It’s Okay To Not “Get Over” Your Grief

Thoughts from a widow of four years

Heather McLeod


(Photo by Li Yang on Unsplash.)

In the three years my husband lived with cancer, and in the 46 months since he died, I’ve been curious about grief. What does “normal” grieving look like? How do different cultures and communities respond to grief? How can I explain grief to someone who hasn’t yet experienced loss, and is there someone out there able to explain my grief to me?

And then there’s the question so many of us ask: How do I survive this loss? Or, more crudely, how do I “get over” this?

Lois Tonkin’s “growing around grief” model

The explanation I’ve found that best reflects my own experience as a widow is attributed to Lois Tonkin, a grief counsellor in New Zealand.

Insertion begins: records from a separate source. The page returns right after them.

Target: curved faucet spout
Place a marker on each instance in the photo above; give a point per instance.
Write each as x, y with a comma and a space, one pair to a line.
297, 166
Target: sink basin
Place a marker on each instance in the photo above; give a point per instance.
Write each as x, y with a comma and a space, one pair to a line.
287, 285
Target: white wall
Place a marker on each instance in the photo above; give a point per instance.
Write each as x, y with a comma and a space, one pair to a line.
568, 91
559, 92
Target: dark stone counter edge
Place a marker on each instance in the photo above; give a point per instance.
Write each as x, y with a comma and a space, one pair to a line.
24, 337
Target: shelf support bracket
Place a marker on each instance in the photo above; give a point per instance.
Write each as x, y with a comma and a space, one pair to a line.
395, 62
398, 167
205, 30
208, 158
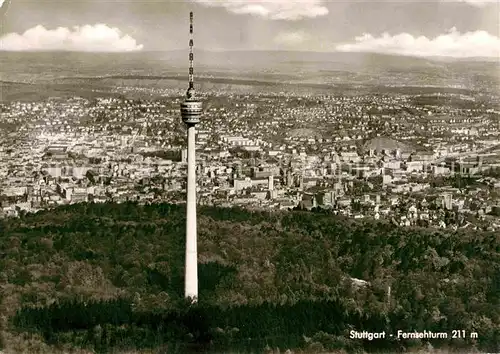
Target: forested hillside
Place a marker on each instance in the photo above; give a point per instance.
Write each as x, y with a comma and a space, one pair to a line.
109, 277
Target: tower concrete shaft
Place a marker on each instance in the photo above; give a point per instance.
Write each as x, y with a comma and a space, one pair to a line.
191, 110
191, 270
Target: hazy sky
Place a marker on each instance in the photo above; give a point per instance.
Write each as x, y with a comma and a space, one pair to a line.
432, 27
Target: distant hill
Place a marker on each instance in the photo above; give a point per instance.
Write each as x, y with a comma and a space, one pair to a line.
158, 63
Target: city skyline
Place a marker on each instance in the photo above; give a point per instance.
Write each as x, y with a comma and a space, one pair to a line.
434, 28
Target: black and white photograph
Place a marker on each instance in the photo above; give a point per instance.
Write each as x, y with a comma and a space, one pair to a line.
249, 176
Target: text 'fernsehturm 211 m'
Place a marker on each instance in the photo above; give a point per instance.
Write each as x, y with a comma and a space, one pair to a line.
191, 110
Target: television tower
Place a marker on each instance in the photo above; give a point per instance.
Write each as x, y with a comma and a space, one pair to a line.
191, 110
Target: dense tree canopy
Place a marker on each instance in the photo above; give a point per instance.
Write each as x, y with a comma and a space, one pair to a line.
111, 276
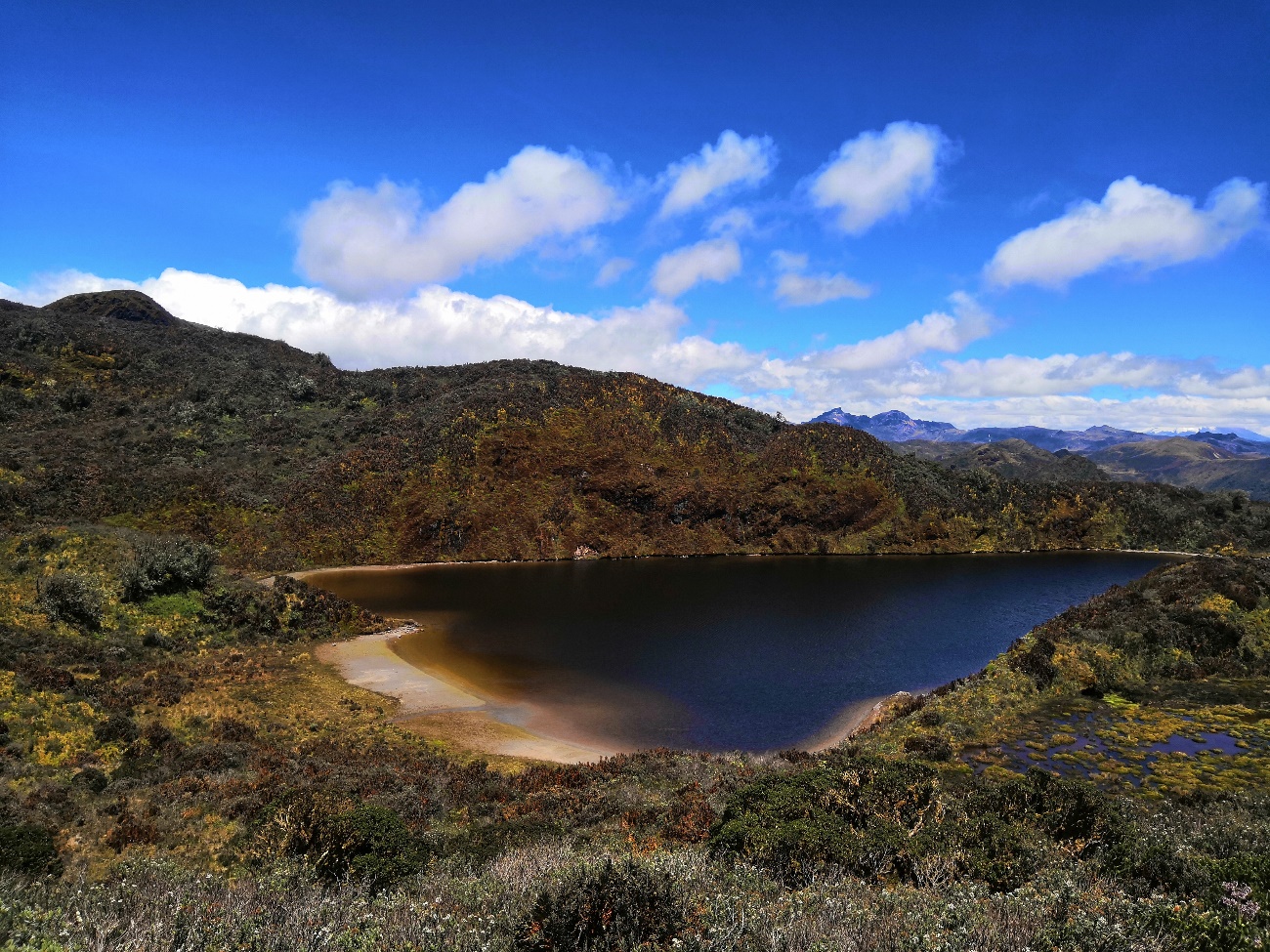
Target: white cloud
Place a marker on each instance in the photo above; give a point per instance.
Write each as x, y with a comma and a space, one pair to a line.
367, 242
613, 269
735, 221
935, 331
798, 290
879, 174
1133, 225
788, 261
716, 259
804, 290
733, 161
893, 371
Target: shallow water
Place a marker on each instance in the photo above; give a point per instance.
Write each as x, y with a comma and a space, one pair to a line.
720, 654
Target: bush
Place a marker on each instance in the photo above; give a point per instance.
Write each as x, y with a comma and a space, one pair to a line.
28, 849
367, 843
620, 905
70, 598
868, 816
930, 747
165, 566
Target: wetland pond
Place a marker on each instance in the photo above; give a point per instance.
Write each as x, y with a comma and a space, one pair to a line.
731, 652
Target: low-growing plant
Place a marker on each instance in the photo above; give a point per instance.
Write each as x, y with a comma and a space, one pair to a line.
28, 849
70, 598
608, 905
165, 566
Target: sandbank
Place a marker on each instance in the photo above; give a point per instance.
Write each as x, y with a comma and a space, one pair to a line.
436, 707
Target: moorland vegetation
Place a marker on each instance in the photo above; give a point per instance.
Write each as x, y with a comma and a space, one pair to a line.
181, 773
115, 411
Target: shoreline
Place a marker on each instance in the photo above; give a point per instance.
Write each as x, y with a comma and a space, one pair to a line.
435, 706
441, 709
301, 574
444, 706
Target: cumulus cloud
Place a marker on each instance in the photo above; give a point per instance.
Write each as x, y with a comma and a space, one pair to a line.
613, 269
367, 242
716, 259
798, 290
912, 368
879, 174
948, 333
735, 221
733, 161
1135, 225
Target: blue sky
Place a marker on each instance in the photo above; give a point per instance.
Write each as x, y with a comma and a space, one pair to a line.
978, 212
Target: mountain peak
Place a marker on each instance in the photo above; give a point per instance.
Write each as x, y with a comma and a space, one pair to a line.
119, 305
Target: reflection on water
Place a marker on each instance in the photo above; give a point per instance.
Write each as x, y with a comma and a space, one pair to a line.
729, 652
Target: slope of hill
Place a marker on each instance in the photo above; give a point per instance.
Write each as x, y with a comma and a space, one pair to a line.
1008, 458
117, 411
1189, 462
897, 427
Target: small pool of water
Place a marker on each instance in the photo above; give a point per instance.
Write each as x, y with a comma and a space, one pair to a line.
727, 652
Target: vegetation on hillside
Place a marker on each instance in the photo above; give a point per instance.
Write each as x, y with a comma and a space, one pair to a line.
177, 772
115, 411
186, 756
1186, 462
1007, 458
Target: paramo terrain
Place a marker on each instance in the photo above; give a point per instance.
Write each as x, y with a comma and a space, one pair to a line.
178, 772
113, 410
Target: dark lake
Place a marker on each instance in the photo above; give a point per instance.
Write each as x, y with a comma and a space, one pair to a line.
727, 652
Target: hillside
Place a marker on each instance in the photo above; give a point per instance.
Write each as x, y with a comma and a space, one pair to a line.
117, 411
1008, 458
1206, 465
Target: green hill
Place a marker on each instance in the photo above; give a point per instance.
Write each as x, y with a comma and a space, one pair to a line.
1007, 458
114, 410
1185, 462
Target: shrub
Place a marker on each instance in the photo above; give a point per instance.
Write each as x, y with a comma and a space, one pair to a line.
165, 566
868, 816
610, 905
930, 747
70, 598
28, 849
368, 843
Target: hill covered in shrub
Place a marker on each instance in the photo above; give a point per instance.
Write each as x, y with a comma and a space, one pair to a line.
114, 410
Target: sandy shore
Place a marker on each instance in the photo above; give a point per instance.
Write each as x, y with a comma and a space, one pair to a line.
437, 709
440, 710
846, 724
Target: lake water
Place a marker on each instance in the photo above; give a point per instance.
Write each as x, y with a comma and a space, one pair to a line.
719, 654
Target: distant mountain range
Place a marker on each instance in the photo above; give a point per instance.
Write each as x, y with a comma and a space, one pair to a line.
897, 427
1236, 460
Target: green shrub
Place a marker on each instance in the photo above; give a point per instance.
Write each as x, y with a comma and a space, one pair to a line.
622, 905
368, 843
70, 598
28, 849
165, 566
868, 816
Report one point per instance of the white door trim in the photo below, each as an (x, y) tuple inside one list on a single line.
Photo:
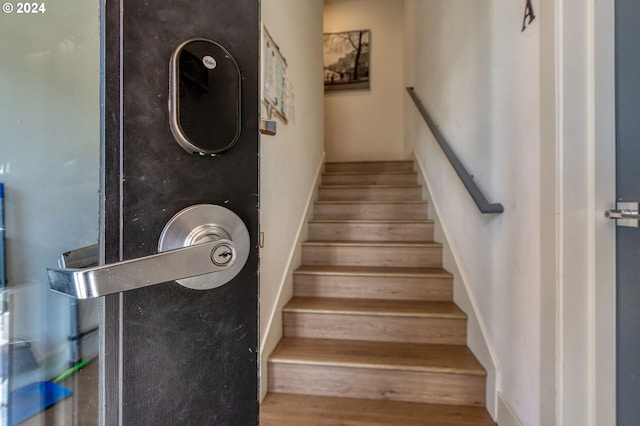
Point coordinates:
[(578, 152)]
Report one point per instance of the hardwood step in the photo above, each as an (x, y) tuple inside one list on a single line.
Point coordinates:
[(375, 320), (370, 193), (370, 210), (410, 254), (380, 178), (440, 374), (371, 230), (433, 284), (369, 166), (281, 409)]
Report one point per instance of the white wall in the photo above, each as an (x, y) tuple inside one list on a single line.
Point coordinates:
[(367, 124), (478, 76), (290, 161)]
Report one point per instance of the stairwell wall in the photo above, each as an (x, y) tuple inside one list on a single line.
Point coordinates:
[(290, 161), (478, 76), (367, 124)]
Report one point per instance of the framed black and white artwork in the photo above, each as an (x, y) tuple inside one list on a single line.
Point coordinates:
[(346, 60)]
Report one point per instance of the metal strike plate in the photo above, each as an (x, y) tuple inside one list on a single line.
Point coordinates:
[(626, 214)]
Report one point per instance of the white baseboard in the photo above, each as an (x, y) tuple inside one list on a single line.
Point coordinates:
[(476, 329), (273, 331), (506, 414)]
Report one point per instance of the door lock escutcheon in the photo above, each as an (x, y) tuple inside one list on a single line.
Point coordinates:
[(201, 247), (625, 214)]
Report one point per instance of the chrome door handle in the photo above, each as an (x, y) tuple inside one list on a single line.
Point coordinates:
[(201, 247)]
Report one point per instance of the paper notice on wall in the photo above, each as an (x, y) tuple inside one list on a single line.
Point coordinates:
[(274, 78)]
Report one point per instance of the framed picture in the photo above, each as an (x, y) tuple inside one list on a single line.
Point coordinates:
[(346, 60)]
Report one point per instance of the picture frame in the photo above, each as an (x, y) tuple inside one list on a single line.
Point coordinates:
[(346, 57)]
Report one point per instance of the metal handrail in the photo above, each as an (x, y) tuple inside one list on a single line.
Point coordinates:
[(479, 198)]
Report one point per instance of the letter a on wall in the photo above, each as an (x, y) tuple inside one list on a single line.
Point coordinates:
[(528, 13)]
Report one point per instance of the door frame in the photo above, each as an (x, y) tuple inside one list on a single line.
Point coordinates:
[(577, 90)]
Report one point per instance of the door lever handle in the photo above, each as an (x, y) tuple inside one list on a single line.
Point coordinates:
[(201, 256), (170, 265)]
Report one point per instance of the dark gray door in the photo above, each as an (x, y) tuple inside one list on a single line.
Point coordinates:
[(173, 355), (628, 189)]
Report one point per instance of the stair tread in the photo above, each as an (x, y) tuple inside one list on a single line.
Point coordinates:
[(375, 202), (374, 221), (418, 357), (356, 243), (370, 162), (385, 186), (372, 271), (375, 307), (370, 172), (280, 409)]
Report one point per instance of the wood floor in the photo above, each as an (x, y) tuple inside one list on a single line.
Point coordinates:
[(372, 336)]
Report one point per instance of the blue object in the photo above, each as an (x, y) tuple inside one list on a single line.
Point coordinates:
[(30, 400)]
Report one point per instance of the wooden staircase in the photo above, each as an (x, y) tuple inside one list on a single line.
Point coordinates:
[(372, 336)]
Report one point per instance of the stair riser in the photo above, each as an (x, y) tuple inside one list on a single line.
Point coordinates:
[(370, 179), (395, 385), (373, 287), (369, 167), (370, 211), (444, 331), (371, 232), (409, 257), (369, 194)]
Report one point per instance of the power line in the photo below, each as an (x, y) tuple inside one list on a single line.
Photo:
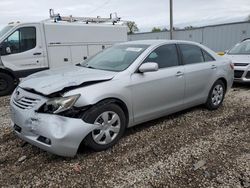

In 1996, she wrote an article about “growing around grief.” She credited this new way of perceiving grief to a mother whose child had died.

“You need to move on.”

The classic, cliche approach to grief assumes that the pain we feel will fade away, and perhaps disappear. In Figure 1, the grief is fresh and all-consuming: Figure 2 implies that grief diminishes over a period of time.

For some of us, this view of the grief process leads to well-meaning friends and family downplaying our sadness and urging us to return to our pre-death lives, regardless of how we’re feeling. They impose arbitrary timelines on when we should be “better” and able to go back to work, or stop mourning, or date again.

When we expect our pain to fade away, it can be frustrating when it doesn’t. “Why aren’t I better? Why is my brain still foggy? Why can’t I stop crying?”

Growing around grief

In contrast, the grieving mother who attended the workshop with Lois Tonkin described her grief as remaining the same: It didn’t diminish over time. So how was this mother able to function, given that huge loss?

In this woman’s case, she survived by expanding her life beyond what it was pre-loss. Tonkin’s article doesn’t detail how this particular mother achieved this, but her “expanded life” might have included new or revisited hobbies, traveling, friendships, work, a change in living…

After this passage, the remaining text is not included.